Devemos considerar que as lavouras são iniciadas e colhidas em poucos meses, tratando-se de um curto e sucessivo prazo que não permite ao produtor recuperar prejuízos em casos de frustração de safra. O seguro é essencial nessa atividade de alto risco, inclusive como incentivo à produção, com o que o subsídio do prêmio, que é alto proporcionalmente ao risco da atividade, não deveria ser visto como um custo pelo governo, mas como investimento, como acontece em outros países – nos Estados Unidos, além do seguro, vemos exemplo de o governo pagar para que não haja produção quando os estoques estão altos.  Sempre digo que o agricultor sem seguro é como um trapezista sem rede de proteção.

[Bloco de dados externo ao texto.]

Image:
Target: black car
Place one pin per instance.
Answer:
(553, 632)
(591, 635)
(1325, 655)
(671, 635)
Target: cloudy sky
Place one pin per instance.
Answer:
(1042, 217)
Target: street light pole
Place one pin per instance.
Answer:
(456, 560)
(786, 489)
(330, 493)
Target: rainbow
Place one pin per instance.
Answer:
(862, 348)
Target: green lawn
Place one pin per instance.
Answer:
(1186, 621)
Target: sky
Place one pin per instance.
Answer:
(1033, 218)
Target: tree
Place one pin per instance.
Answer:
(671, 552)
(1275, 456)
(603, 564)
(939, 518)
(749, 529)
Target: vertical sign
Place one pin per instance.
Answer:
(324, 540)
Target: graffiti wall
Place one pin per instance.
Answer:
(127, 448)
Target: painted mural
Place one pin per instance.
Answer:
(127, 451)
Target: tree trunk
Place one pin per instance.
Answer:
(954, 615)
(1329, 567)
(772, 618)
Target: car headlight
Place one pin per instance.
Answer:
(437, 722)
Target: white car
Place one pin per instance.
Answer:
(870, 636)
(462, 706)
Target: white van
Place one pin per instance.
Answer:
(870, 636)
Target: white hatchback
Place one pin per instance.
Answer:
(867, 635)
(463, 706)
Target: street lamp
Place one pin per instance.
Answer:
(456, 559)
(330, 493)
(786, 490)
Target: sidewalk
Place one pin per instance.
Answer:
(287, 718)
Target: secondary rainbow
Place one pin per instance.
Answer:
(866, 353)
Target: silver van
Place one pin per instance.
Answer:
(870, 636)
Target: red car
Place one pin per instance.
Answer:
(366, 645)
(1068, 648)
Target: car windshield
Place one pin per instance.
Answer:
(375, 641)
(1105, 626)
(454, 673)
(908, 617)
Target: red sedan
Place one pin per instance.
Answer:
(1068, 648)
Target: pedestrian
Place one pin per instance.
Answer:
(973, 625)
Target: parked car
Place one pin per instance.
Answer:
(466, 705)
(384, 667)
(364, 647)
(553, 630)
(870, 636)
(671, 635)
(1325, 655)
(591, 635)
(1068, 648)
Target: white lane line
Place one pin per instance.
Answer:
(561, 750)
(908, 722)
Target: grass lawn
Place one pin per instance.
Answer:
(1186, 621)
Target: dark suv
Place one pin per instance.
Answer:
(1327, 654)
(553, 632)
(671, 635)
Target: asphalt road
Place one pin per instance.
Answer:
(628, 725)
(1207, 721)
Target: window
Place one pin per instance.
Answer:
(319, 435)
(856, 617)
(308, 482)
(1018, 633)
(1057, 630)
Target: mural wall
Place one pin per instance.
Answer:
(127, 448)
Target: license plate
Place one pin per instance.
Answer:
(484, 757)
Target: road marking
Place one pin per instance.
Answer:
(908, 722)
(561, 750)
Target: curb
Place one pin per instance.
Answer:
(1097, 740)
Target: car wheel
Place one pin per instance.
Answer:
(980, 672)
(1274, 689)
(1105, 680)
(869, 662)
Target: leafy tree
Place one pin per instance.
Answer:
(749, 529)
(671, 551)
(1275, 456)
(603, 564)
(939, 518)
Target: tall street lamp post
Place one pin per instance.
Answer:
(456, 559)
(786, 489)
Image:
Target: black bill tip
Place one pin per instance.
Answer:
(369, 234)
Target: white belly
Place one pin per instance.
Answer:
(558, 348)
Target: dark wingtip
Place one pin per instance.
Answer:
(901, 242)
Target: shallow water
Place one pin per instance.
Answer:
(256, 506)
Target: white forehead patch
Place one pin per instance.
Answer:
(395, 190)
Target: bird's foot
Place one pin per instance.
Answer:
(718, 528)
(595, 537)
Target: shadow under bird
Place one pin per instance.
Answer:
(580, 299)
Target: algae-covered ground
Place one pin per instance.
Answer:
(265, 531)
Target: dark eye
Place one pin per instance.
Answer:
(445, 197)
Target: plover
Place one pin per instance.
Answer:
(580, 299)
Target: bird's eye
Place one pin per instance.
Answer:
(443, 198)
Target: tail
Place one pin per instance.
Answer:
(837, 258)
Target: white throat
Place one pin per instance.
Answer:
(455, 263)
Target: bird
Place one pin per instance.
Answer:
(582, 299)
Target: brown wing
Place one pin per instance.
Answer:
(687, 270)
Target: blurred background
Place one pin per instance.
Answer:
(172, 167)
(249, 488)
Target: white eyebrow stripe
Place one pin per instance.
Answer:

Lastima-se a histórica insensibilidade do Governo Federal em não trazer uma solução adequada e efetiva aos produtores rurais, que hoje proporcionam os maiores resultados à economia interna e externa do Brasil, não somente alimentando a sua população como exportando a quase 200 países, sendo, de alguns produtos, o maior fornecedor do mundo.